Tra gli addetti ai lavori, manager e musicisti, l’orchestra diretta dai fratelli Clayton e dal batterista Jeff Hamilton è considerata la migliore del mondo, e non da oggi. In effetti fin dalla sua fondazione, nel 1985, la big band si è posta come punto di riferimento imprescindibile di un linguaggio mainstream classico, fortemente radicato nel passato, ma di estremo piacere e coinvolgente anche per i tempi attuali.

 

Nelle sue fila troviamo musicisti navigati e di provata esperienza (un nome per tutti, l’eccelso trombettista Snooky Young, di cui vi invito a leggere l’intervista rilasciata a Jon Faddis e apparsa un paio di mesi fa su Down Beat) vicini a giovani di belle speranze, come è consuetudine. Il contrabbassista John Clayton figura essenzialmente come arrangiatore e direttore d’orchestra, ritagliandosi soltanto qualche primo piano solistico, mentre gli altri co-leader sono totalmente impegnati come strumentisti.
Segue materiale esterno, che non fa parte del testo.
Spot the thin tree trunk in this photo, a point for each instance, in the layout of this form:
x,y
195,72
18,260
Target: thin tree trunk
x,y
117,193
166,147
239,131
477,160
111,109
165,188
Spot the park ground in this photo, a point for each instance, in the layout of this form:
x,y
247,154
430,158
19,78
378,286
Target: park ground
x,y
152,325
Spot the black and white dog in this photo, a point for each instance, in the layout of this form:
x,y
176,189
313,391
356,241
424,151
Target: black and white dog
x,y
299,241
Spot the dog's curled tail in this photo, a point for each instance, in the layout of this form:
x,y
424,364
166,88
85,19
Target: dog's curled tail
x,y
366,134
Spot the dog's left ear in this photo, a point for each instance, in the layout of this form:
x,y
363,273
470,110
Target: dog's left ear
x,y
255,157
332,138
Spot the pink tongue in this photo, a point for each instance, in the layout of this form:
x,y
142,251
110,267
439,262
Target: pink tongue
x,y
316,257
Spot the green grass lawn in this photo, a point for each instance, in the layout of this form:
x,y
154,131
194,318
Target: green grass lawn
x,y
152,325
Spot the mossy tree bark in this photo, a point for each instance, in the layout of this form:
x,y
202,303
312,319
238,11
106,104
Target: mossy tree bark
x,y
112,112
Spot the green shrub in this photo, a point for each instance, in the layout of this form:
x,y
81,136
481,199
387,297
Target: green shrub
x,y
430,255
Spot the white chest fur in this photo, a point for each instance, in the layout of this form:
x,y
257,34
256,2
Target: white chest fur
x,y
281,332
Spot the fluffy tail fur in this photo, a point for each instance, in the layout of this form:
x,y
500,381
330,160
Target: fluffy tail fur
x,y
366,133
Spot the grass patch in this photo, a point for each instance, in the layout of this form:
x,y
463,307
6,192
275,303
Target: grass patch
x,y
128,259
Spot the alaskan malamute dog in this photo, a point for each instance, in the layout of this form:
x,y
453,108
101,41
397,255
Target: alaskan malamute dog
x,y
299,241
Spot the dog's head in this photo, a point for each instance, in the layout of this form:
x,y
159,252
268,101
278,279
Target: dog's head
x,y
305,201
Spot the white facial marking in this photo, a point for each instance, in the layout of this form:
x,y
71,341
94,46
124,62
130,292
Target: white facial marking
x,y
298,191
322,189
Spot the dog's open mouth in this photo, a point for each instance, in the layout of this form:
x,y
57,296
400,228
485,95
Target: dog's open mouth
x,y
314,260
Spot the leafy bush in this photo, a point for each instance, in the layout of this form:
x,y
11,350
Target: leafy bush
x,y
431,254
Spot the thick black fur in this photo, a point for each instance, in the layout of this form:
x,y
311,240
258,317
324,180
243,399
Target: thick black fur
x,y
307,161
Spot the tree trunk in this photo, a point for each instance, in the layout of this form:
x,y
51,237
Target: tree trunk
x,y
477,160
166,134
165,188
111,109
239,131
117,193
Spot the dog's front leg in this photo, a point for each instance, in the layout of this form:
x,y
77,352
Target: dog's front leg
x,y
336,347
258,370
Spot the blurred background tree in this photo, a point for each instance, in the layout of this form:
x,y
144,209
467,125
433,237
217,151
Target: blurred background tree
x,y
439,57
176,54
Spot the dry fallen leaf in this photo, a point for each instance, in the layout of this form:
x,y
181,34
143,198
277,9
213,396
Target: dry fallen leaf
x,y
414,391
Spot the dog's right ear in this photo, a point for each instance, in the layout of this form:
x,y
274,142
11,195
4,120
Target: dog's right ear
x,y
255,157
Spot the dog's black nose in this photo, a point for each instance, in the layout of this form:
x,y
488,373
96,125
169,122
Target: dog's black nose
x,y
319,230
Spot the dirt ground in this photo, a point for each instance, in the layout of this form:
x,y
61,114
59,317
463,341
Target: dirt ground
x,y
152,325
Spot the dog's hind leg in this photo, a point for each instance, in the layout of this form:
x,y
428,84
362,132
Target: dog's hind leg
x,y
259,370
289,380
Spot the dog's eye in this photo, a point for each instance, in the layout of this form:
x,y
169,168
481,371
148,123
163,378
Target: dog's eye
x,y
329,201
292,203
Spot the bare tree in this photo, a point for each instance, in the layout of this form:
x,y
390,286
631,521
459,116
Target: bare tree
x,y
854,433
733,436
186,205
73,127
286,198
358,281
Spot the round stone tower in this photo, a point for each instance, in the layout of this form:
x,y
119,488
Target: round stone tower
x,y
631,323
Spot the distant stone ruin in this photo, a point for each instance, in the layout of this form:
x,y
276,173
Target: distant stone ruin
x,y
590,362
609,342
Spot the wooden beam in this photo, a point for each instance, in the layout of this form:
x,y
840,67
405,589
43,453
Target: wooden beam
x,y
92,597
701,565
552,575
Va da sé che il risultato è eccellente, gli oltre settanta minuti del disco si ascoltano d’un fiato (i solisti sono ben indicati in copertina), ma qualche limite affiora, gli stessi direi applicabili al tanto jazz che si ascolta negli ultimi anni : prodotti medi di alta qualità, musicisti bravissimi e impeccabili, ma sembra tutto già ascoltato, senza sprazzi di particolare originalità. John Clayton, bassista notevole sulla scia di Ray Brown, arrangia tenendo conto delle qualità dei solisti e riesce a far schioccare in maniera impeccabile le sezioni, e tuttavia la sua scrittura occhieggia talvolta a Thad Jones, in altre occasioni a Billy Strayhorn, quindi a Gil Evans, Sam Nestico e così via. Il repertorio non può che riflettere tale prisma stilistico: bebop, hard bop, Ellington, Brasile, vecchi classici si rincorrono senza un’impronta chiara che unisca un materiale così eterogeneo.

Dal vivo l’orchestra dovrebbe essere comunque uno spettacolo e una goduria; come dico sempre, se progredire significa abbandonare lo swing, allora è molto meglio rimanere su questi collaudatissimi lidi, dove non ci si vergogna certo a battere il piede.